Many neighbours shunned the poor girl, as if contaminated by the crimes which Roger had undoubtedly committed: the more elderly unmarried sisterhood, as we have chronicled already, were overjoyed at the precious opportunity:--"Here was the pert vixen, whom all the young fellows so shamelessly followed, turned out, after all, a murderer's daughter;--they wished her joy of her eyes, and lips, and curls, and pretty speeches: no good ever came of such naughty ways, that the men liked so." Nay, even the tipsy crew at Bacchus's affected to treat her name with scorn:--"The girl had made much noise about being called a trull, as if many a better than she wasn't one; and, after all, what was the prudish wench? a sort of she-butcher; they had no patience with her proud looks." As to farmer Floyd, he made a great stir about his boy being about to marry a felon's daughter; and the affectionate mother, with many elaborate protestations, had "vowed to Master Jonathan, that she would rather lay him out with her own hands, and a penny on each eye, than see a Floyd disgrace himself in that 'ere manner." And uncles, aunts, and cousins, most disinterestedly exhorted that the obstinate youth be disinherited--"Ay, Mr.Floyd, I wish your son was a high-minded man like his father; but there's a difference, Mr.Floyd; I wish he had your true blue yeoman's honour, and the spirit that becomes his father's son: if the lad was mine, I'd cut him off with a shilling, to buy a halter for his drab of a wife.
Dang it, Mrs.Floyd, it'll never do to see so queer a Mrs.Jonathan Junior, a standing in your tidy shoes beside this kitchen dresser." These estimable counsels were, I grieve to say, of too flattering a nature to displease, and of too lucrative a quality not to be continually repeated; until, really, Jonathan was threatened with beggary and the paternal malediction, if he would persist in his disreputable attachment. Nevertheless, Jonathan clung to the right like a hero. "Granting poor Acton is the wretch you think--but I do not believe one word of it--does his crime make his daughter wicked too? No; she is an angel, a pure and blessed creature, far too good for such a one as I. And happy is the man that has gained her love; he should not give her up were she thrice a felon's daughter.

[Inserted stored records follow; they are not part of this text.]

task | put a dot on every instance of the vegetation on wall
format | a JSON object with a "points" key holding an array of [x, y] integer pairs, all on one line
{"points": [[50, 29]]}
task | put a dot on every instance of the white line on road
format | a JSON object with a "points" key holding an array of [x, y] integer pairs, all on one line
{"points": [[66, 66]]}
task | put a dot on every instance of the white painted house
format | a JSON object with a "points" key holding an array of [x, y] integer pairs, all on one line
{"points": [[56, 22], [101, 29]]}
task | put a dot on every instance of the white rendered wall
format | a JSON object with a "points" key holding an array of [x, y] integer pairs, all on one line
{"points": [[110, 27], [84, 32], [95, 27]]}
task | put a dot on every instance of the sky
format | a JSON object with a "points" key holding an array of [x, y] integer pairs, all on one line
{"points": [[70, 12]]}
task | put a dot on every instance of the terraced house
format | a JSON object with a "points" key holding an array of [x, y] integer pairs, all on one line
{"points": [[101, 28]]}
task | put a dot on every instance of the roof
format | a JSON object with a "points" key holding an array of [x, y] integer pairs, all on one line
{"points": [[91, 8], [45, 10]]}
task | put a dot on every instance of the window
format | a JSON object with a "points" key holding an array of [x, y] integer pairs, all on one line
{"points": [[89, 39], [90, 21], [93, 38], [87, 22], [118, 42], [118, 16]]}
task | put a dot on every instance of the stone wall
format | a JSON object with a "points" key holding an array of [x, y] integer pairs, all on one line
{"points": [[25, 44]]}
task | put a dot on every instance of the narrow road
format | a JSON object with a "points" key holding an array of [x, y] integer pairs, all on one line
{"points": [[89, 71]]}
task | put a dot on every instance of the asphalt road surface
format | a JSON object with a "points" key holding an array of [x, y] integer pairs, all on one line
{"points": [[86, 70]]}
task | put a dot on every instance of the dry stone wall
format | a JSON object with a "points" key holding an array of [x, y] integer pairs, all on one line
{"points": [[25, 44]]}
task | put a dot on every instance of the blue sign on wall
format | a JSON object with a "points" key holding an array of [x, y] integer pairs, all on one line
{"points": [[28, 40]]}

My father and mother," Jonathan went on to say, "never found a fault in her till now.
Who was more welcome on the hill than pretty Grace? who would oftenest come to nurse some sickly lamb, but gentle Grace? who was wont, from her childhood up, to run home with me so constantly, when school was over, and pleased my kinsfolk so entirely with her nice manners and kind ways? Hadn't he fought for her more than once, and though he came home with bruises on his face, his mother praised him for it ?" Then, with a natural divergence from the strict subject-matter of objection, vicarious felony, Jonathan went on to argue about other temporal disadvantages.